For the personalities on this forum who claim to have worked, and consistently profited, on Wall Street, my assumption is that you traded institutional funds and not your own. If my assumption is wrong, then you should be proud that you are some of the very few individuals who actually profit consistently from the markets. (And in this comparison, consistency is an important consideration.)

If anybody is interested, there is further empirical data on the “buy and hold” strategy. Regardless of what fool.com and others say, this strategy is no more likely to work either.

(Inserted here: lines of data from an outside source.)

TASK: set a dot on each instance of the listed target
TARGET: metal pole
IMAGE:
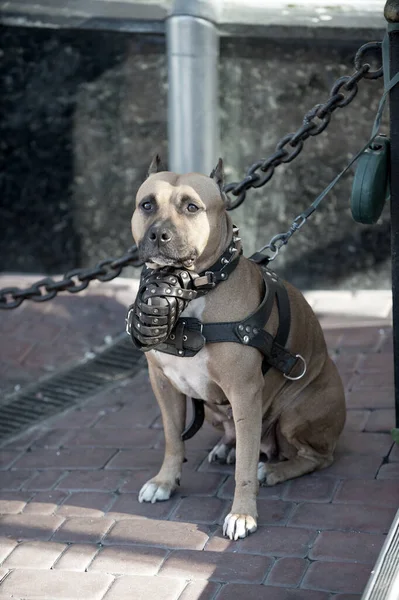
(193, 103)
(392, 16)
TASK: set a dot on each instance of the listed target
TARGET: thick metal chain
(74, 281)
(315, 122)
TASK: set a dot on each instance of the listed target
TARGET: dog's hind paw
(155, 491)
(222, 453)
(238, 526)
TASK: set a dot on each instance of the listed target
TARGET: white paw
(222, 453)
(238, 526)
(231, 457)
(154, 491)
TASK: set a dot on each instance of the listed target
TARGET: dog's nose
(162, 235)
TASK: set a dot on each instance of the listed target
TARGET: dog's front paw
(239, 526)
(156, 491)
(222, 453)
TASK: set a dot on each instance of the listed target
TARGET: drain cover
(57, 393)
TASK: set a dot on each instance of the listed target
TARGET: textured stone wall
(82, 112)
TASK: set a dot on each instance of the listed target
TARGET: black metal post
(392, 16)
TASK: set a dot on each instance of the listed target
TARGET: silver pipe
(193, 103)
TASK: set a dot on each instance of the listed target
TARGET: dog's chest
(189, 375)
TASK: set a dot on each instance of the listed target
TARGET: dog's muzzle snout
(159, 235)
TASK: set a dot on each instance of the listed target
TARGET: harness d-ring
(303, 372)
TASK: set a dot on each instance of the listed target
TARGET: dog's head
(181, 220)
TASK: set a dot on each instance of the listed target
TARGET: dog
(274, 428)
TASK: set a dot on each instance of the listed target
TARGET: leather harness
(154, 321)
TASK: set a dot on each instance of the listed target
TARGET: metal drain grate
(384, 581)
(57, 393)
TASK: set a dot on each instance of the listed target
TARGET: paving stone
(12, 503)
(55, 584)
(55, 438)
(364, 338)
(115, 438)
(200, 590)
(34, 555)
(76, 419)
(337, 576)
(150, 532)
(381, 362)
(313, 488)
(200, 510)
(127, 506)
(377, 379)
(83, 530)
(356, 420)
(394, 454)
(389, 471)
(45, 503)
(29, 527)
(274, 492)
(93, 481)
(216, 566)
(273, 541)
(65, 458)
(368, 491)
(140, 415)
(8, 457)
(353, 442)
(134, 560)
(135, 481)
(199, 484)
(347, 546)
(149, 459)
(371, 398)
(42, 480)
(13, 480)
(382, 419)
(86, 504)
(142, 588)
(343, 517)
(77, 557)
(355, 466)
(234, 591)
(6, 547)
(287, 572)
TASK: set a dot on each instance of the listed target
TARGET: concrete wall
(82, 112)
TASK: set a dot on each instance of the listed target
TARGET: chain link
(74, 281)
(288, 148)
(315, 122)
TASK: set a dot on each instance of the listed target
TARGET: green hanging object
(370, 188)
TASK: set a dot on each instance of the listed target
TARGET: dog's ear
(156, 166)
(218, 174)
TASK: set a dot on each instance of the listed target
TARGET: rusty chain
(289, 147)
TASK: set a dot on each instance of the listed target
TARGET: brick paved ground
(72, 527)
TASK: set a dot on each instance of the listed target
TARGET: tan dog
(182, 220)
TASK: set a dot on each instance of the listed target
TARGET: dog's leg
(173, 409)
(247, 413)
(224, 451)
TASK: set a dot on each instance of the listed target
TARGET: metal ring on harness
(303, 372)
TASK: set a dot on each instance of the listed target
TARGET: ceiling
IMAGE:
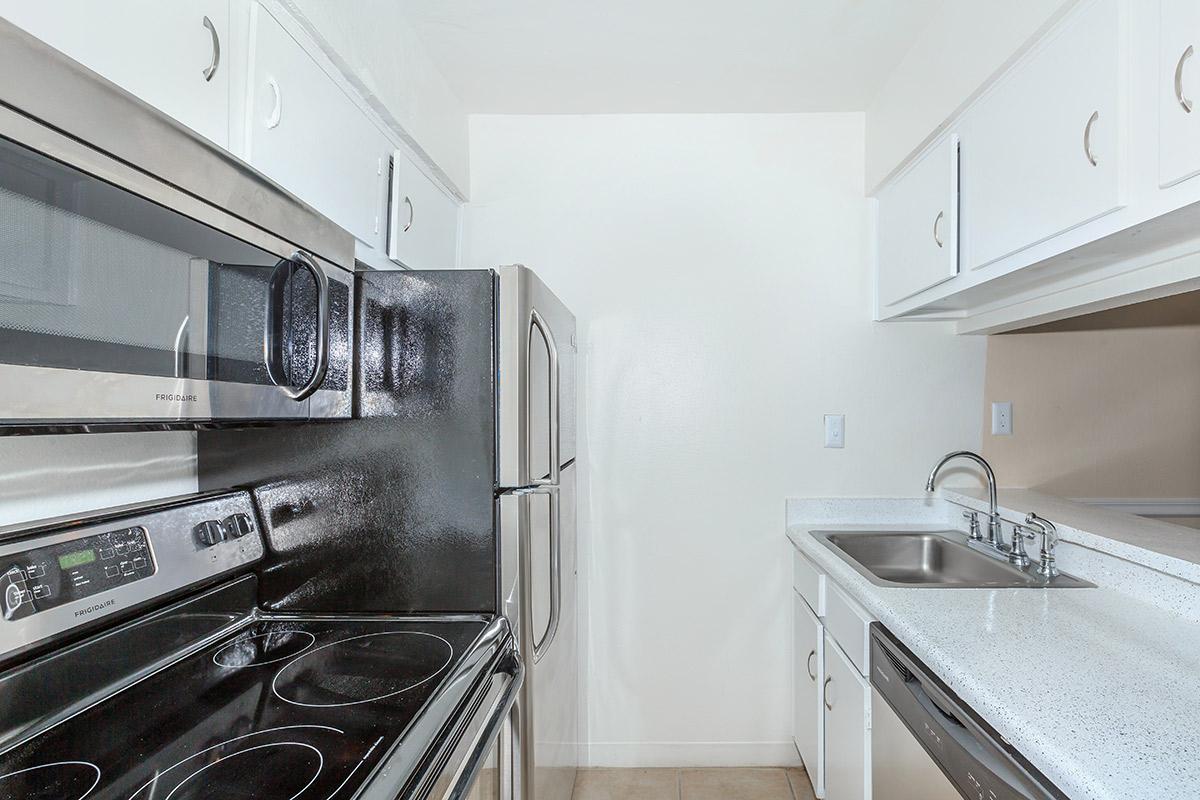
(561, 56)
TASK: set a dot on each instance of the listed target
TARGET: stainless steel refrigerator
(539, 554)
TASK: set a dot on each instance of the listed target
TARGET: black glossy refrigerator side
(393, 510)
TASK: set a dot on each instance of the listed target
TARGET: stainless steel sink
(933, 559)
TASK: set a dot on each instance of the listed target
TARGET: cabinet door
(809, 677)
(309, 136)
(423, 227)
(1042, 152)
(918, 233)
(165, 53)
(846, 698)
(1179, 91)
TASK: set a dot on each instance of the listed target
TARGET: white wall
(51, 476)
(717, 265)
(952, 58)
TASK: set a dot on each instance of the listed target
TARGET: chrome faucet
(994, 529)
(1047, 567)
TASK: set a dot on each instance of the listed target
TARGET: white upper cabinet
(171, 54)
(1043, 149)
(918, 224)
(423, 224)
(305, 132)
(1179, 91)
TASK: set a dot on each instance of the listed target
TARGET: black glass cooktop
(287, 709)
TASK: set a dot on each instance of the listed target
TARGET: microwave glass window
(94, 277)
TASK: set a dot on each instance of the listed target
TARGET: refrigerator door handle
(555, 390)
(541, 644)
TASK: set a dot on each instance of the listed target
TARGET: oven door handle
(274, 337)
(487, 721)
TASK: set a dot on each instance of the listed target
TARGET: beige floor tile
(627, 785)
(736, 785)
(801, 785)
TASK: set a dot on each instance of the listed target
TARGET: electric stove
(213, 698)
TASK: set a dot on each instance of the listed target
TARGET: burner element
(262, 764)
(55, 781)
(363, 668)
(273, 770)
(265, 648)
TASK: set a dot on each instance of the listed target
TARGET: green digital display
(71, 560)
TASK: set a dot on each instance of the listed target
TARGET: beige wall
(1105, 405)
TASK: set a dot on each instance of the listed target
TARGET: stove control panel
(55, 579)
(73, 570)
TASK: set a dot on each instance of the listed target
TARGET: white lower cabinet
(809, 678)
(846, 697)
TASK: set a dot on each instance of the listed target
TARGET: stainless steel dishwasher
(928, 745)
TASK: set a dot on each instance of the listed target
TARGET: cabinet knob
(215, 61)
(1087, 138)
(1185, 103)
(276, 115)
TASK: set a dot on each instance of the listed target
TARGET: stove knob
(239, 524)
(210, 533)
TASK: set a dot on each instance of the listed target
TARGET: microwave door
(120, 311)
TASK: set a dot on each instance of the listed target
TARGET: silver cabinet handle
(211, 70)
(273, 338)
(1087, 138)
(535, 320)
(276, 114)
(1185, 103)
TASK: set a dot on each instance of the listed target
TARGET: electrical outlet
(1002, 419)
(835, 429)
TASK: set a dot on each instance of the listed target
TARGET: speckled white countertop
(1099, 690)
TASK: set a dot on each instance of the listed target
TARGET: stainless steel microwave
(148, 277)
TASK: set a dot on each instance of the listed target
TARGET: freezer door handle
(537, 322)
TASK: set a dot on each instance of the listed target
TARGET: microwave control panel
(57, 579)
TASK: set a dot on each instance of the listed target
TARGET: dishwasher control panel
(53, 579)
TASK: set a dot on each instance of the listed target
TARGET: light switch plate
(1002, 419)
(835, 429)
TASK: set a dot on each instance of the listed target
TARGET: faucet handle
(973, 518)
(1017, 553)
(1047, 567)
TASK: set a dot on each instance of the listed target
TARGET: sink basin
(933, 559)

The probability of entering the market at the right time while buying the correct (undervalued) stock, and happening to hold it through thick and thin so you can beat market averages and exit at an appropriate time is highly unlikely. (That’s not to say that it doesn’t happen, but the point here is probabilities.)

RE is a business, built on something tangible. Treated properly as a business, applying appropriate business and financial decision-making rules, one is able to build both income and wealth.

Joey

TRADING IS SPECULATIVE! THAT"S WHAT I HAVE SAID! There is a difference between trading and investing-- HUGE DIFFERENCE.

Investing in equities is not speculative. If you bought an index fund, which is mindless-- you will earn average annual returns of 7-9%, how can you possibly say it is a zero-sum game???

I may not understand REI fully yet, but believe me, you do not understand INVESTING, not trading equities. If you do not understand equities, you can not say it is built on something intangiblle, and clearly you do not understand them.

Please… please can we talk about REI???

Btw, where did you copy that from?

Investing in equities is not speculative? What an odd position.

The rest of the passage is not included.